Have you ever heard this:

“Churches are just breeding grounds for hypocrites and fakers.  If God really loved this world it wouldn’t look like it does… He must be a horrible God.  Christians have a blind faith is anti-intellectual and is only for stupid people who get fooled into it.  We’ve all moved so far past that old way of thinking.  We are in a new age, a new time, and they are still stuck in the Dark Ages.  All they want to do is control people, condemn people and take their money.  Christianity is for the weak and the dim-witted.”

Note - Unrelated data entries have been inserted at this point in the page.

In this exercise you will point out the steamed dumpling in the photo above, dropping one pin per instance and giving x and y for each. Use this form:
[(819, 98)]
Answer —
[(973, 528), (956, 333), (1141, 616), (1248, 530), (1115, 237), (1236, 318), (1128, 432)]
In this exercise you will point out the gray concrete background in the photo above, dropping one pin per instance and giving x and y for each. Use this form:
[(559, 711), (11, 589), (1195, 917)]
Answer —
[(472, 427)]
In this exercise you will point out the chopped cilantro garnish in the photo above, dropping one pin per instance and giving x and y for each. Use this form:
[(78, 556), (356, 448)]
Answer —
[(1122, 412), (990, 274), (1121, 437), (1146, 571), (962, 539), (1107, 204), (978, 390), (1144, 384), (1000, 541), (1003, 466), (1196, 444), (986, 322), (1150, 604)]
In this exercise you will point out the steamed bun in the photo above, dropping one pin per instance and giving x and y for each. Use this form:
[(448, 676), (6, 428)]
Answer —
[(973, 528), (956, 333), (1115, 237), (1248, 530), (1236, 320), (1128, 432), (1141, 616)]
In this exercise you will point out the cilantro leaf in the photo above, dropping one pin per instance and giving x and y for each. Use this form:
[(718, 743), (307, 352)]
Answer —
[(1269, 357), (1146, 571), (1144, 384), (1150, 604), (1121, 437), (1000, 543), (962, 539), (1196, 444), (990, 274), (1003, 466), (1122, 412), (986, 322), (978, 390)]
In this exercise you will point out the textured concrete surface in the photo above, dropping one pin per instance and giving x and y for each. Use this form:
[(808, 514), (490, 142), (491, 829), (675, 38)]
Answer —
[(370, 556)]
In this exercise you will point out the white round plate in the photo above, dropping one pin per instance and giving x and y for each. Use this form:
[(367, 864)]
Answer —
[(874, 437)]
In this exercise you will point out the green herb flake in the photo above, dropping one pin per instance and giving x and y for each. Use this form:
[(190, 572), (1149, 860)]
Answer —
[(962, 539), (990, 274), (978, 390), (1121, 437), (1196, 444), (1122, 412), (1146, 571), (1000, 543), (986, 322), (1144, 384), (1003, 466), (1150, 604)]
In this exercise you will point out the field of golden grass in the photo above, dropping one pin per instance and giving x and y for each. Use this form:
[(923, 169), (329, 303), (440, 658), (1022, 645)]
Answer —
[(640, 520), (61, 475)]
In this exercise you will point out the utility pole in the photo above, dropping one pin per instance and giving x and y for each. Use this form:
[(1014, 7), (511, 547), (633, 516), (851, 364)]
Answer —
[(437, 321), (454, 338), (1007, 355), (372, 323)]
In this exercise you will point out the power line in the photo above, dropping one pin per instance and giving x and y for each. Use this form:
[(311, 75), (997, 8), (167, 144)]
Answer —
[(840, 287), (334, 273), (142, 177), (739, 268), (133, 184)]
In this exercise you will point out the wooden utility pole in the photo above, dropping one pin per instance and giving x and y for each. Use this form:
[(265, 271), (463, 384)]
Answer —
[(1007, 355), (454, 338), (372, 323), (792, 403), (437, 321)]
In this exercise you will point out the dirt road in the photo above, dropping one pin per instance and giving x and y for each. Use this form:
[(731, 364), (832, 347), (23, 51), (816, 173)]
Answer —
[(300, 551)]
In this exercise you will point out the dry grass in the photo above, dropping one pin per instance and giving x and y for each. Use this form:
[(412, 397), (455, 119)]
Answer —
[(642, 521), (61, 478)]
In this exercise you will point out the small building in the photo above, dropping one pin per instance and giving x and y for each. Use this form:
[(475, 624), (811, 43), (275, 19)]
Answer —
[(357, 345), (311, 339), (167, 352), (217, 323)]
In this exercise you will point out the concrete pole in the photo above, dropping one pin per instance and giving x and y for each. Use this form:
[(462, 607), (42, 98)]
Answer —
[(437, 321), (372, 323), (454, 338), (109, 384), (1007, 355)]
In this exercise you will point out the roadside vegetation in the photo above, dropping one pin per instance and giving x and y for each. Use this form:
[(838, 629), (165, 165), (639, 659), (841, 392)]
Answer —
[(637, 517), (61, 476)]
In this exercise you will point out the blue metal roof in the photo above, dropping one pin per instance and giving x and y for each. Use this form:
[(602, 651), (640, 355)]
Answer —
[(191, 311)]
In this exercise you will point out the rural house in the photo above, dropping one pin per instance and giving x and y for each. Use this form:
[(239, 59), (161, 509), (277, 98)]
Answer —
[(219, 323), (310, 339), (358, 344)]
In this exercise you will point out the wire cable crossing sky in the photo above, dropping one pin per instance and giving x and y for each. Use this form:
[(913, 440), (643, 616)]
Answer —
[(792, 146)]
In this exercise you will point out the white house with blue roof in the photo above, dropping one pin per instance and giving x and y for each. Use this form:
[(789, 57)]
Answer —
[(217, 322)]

Easy to see, isn’t it?  We’ve all heard it.  And this picture in Psalm 1:1 is the progression of how we get there.  Some of us came from there and have lived it, others of us still visit there from time to time… and still others are there right now.  You may hear this kind of thing regularly, and that’s why you hesitate to tell people you are Christian, or that you go to church.

 

This is the picture I want you to see and that I want you to be able to draw for your friends, your mentoree’s, and your kids when you have that talk about “the path I see you going down right now”.  You know that talk… when you see someone listening to dangerous voices, doing wrong things, and heading towards some serious problems in their life.  This is what you can draw for them.

 

You can say, “Listen! Success isn’t defined by what you have, what you do, who you know, or who knows you… it’s defined by who you are.  Who you are when no one’s around except you and God.  Who you are in your thought life, your will, your priorities and your desires.  Your character.  Your integrity.”  That’s success!

Verse 2 shows us who this man does associate with, and who he really is.  He IS NOT with the wicked, the sinful or scoffers,  “but his delight is in the law of the Lord, and on his law he meditates day and night.”  Some of us hear that and tense up.  Oh great… meditating day and night… reading the bible all day and living on some mountaintop somewhere, eating stewed potatoes and contemplating the complexities of the Book of Job all day long.  That’s not what this means.

In easier to understand language it says — a happy and successful person delights (or enjoys and finds benefit in) what God says in the Bible, and throughout his day, from morning to evening, He makes God’s voice the greatest influence in His life.  When he’s at work, at the gym, out hunting, doing his taxes, playing with his kids, changing the oil in the car, making dinner, cleaning the house, talking to a neighbour or dealing with a problem, He’s allowing God to have the first say in how he reacts and what he does.  Jesus gets first dibs.  He listens to Jesus’ counsel, walks in Jesus’ way, and sits at Jesus’ table.

That’s what a successful life looks like.  When those who are closest to you and know you best (spouse, children, friends) respect you, know you love God, delight in His word, that you love them with all your heart, forgive them of their wrongs, help them to become better people – because that’s what Jesus does for you — then you are a success.

So, to close, I ask you this question: When people think of you, who would they say your number one relationship is with, who your greatest influence is, and who you associate with?  Ask your spouse, your friend, or even your kids, to do some association with you.

Do you ever play word association games?  I say a word, and you say the first thing that pops into your head.

I say “BLACK”, you say…

I say “CAR”, you say…

I say “FOREST”, you say…

I say “REMOTE” you say…

Now… I say [Your Name], you say…

What is your association?  Do this with a friend.  Say your name… “When you hear my name, what is the first word that springs to mind?”

When your kids hear “I’m home”!  “Dad’s home!”, or “Mom’s Home!” or “Grandpa’s Here!” do they associate that with the thought “Yay!  I have to get to the door and get a hug!”  Or is it “I have to hide until I find out what mood they’re in before I go anywhere.”  What about your wife (or your husband, ladies).  What word do they pick?  “Angry”, “Grumpy”, “Caring”, “Generous”, “Cheap”, “Funny”, “Serious”, “Confusing”, “Unavailable”, “Dark”, “Dirty”, “Hard-Worker”, “Godly”.

Is that word a characteristic of the people from verse 1, or the man in verse 2?